Silver Hits Six-Week High
Silver futures surged to their highest level in six weeks, as hopes for steady demand for the precious metal replaced the economic gloom that dragged prices lower last month.
The most actively traded silver contract, for March delivery, rose $1.116, or 3.8%, to settle at $31.675 a troy ounce on the Comex division of the New York Mercantile Exchange, the highest ending price since Dec. 9.
About half of silver demand comes from industrial uses, making the metal more sensitive to some economic indicators than gold. Because of its conductivity and durability, silver is used extensively in electronics for cellphones, computers, automobiles and solar panels.

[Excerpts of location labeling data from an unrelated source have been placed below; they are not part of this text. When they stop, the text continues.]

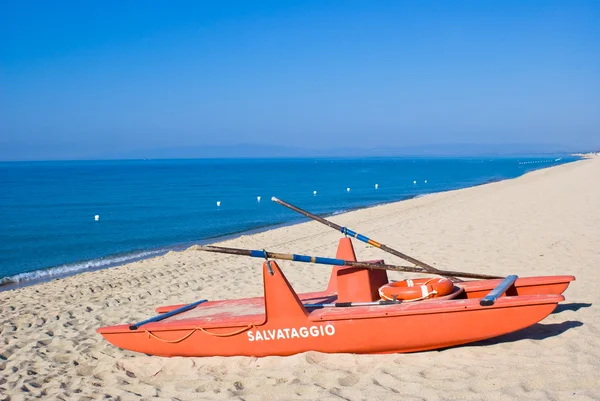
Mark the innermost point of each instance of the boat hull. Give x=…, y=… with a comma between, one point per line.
x=284, y=326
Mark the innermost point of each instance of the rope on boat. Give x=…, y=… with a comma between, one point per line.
x=240, y=331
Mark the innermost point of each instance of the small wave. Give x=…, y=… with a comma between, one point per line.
x=69, y=269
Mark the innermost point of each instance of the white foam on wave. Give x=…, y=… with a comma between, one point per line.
x=73, y=268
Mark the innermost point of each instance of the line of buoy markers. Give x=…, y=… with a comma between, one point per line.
x=348, y=189
x=258, y=198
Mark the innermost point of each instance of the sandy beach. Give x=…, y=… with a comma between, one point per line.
x=544, y=223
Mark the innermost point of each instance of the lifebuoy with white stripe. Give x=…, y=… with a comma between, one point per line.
x=415, y=290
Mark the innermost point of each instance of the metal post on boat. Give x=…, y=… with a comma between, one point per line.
x=166, y=315
x=500, y=289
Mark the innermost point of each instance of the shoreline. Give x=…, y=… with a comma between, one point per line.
x=41, y=276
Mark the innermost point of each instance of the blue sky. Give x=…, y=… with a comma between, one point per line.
x=95, y=79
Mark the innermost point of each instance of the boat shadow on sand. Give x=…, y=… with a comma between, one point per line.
x=538, y=331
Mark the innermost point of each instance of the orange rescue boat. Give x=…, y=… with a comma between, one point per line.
x=348, y=317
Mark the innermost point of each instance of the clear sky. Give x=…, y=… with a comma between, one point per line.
x=86, y=79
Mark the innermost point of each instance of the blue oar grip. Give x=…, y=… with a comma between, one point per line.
x=258, y=254
x=360, y=237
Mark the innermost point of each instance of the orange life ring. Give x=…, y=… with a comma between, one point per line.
x=414, y=290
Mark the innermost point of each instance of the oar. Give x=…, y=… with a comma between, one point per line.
x=337, y=262
x=360, y=237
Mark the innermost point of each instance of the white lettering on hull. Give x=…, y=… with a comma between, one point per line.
x=289, y=333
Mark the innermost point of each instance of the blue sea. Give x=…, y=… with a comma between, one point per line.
x=147, y=207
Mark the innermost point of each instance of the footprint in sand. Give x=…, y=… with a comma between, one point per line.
x=349, y=380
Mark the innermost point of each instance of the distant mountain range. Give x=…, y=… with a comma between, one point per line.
x=256, y=150
x=252, y=150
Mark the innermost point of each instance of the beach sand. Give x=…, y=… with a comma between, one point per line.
x=544, y=223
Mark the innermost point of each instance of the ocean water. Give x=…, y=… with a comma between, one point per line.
x=146, y=207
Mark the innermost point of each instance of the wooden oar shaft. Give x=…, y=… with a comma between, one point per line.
x=358, y=236
x=336, y=262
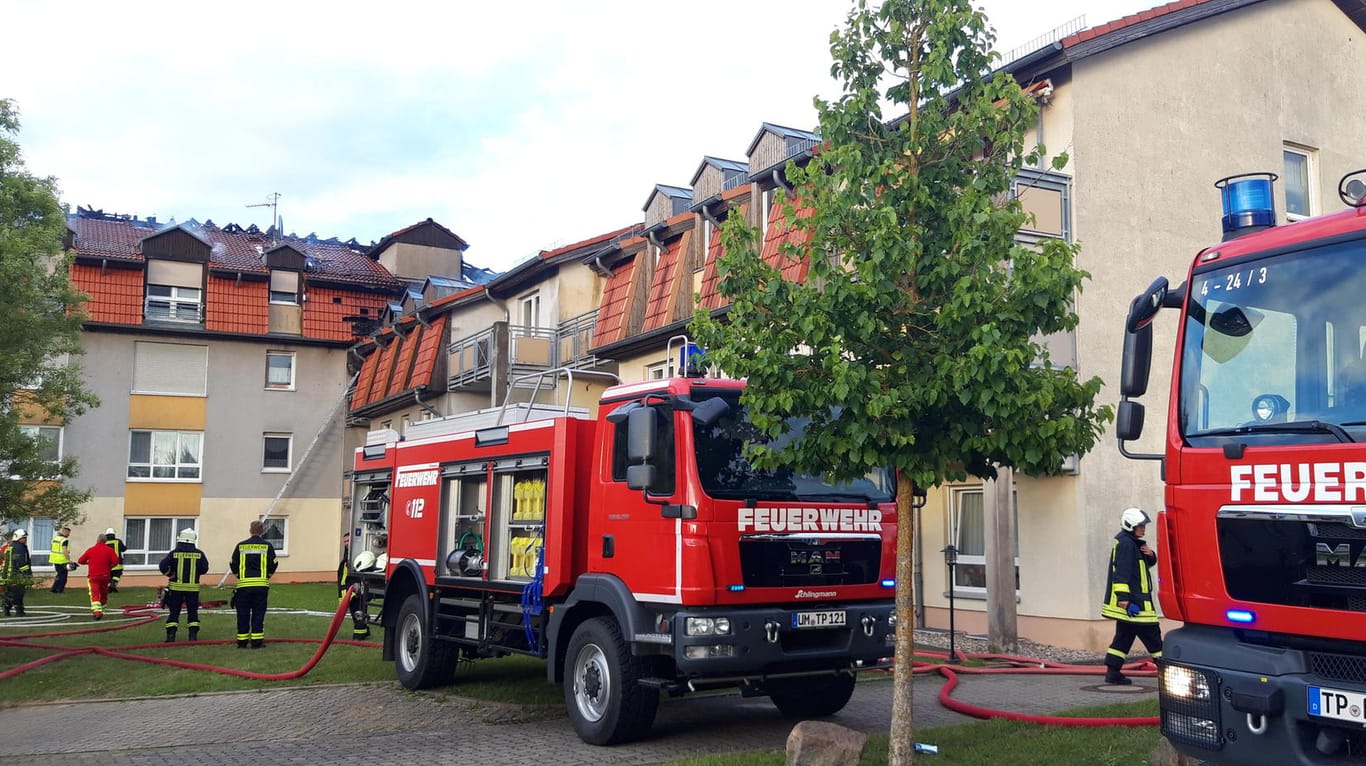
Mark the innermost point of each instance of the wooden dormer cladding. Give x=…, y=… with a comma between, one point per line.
x=671, y=288
x=665, y=202
x=716, y=175
x=773, y=146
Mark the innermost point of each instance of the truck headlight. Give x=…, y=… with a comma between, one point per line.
x=706, y=627
x=1185, y=683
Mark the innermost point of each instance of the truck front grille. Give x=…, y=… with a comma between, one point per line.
x=806, y=560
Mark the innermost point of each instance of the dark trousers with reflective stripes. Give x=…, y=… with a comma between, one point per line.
x=252, y=612
x=187, y=598
x=1124, y=634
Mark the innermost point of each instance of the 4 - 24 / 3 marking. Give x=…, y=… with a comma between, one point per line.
x=1234, y=280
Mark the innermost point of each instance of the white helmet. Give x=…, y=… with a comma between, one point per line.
x=1133, y=518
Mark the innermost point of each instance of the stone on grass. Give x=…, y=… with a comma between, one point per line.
x=821, y=743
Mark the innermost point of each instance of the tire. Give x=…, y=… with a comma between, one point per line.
x=812, y=697
x=420, y=660
x=603, y=692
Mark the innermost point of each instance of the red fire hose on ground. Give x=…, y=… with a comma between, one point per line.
x=1025, y=665
x=144, y=616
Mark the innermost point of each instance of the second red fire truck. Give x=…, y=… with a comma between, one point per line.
x=634, y=548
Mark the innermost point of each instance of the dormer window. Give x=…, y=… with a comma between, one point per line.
x=284, y=287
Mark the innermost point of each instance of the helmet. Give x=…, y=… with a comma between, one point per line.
x=1133, y=518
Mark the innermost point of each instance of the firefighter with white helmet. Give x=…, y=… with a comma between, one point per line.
x=1128, y=596
x=15, y=572
x=185, y=564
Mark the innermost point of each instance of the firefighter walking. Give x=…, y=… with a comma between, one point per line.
x=185, y=564
x=1128, y=596
x=253, y=563
x=111, y=538
x=15, y=572
x=60, y=559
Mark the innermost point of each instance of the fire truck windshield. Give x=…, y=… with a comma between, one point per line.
x=1273, y=350
x=728, y=474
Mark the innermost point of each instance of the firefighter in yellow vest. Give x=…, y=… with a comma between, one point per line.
x=1128, y=596
x=111, y=538
x=60, y=559
x=185, y=564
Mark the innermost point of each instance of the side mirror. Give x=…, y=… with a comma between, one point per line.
x=1128, y=422
x=1137, y=361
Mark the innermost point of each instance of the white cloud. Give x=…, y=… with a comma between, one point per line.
x=515, y=124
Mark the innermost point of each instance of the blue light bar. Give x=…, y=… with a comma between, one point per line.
x=1247, y=201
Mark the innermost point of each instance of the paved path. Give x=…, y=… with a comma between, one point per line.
x=381, y=724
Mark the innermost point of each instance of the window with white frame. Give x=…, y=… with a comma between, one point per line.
x=276, y=454
x=172, y=303
x=275, y=530
x=969, y=535
x=149, y=538
x=48, y=437
x=279, y=370
x=532, y=310
x=164, y=455
x=1299, y=176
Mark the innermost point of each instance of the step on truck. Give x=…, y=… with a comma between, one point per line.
x=633, y=546
x=1262, y=535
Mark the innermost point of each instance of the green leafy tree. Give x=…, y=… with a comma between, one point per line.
x=913, y=342
x=40, y=342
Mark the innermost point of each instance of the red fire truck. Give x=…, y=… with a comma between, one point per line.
x=637, y=550
x=1262, y=538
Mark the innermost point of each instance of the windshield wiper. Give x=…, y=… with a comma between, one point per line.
x=1291, y=428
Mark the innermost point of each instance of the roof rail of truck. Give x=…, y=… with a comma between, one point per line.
x=553, y=373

The recent trend of better-than-expected economic data from the U.S. and top commodities consumer China has helped to blunt the pessimism that weighed on the silver market at the end of 2011.
“There is cautious optimism over industrial demand,” said Jim Steel, precious metals analyst with HSBC. “And we have very strong coin demand, which tends to be a stronger influence on silver than the other precious metals markets.”
Sales of silver coins by the U.S. mint in January are already 50% above the average monthly sales figures in 2011, a reflection of investor demand for precious metals as an alternative asset, analysts said. Demand was also likely fueled as investors saw a bargain in the metal’s steep declines in late-2011.
Gold also rose on Friday, on cautious buying ahead of an expected deal between Greece and its private creditors. Negotiators are trying to ease the country’s debt load and stave off a default.
Gold for February delivery rose $9.50, or 0.6%, to settle at $1,664 a troy ounce, a five-week high.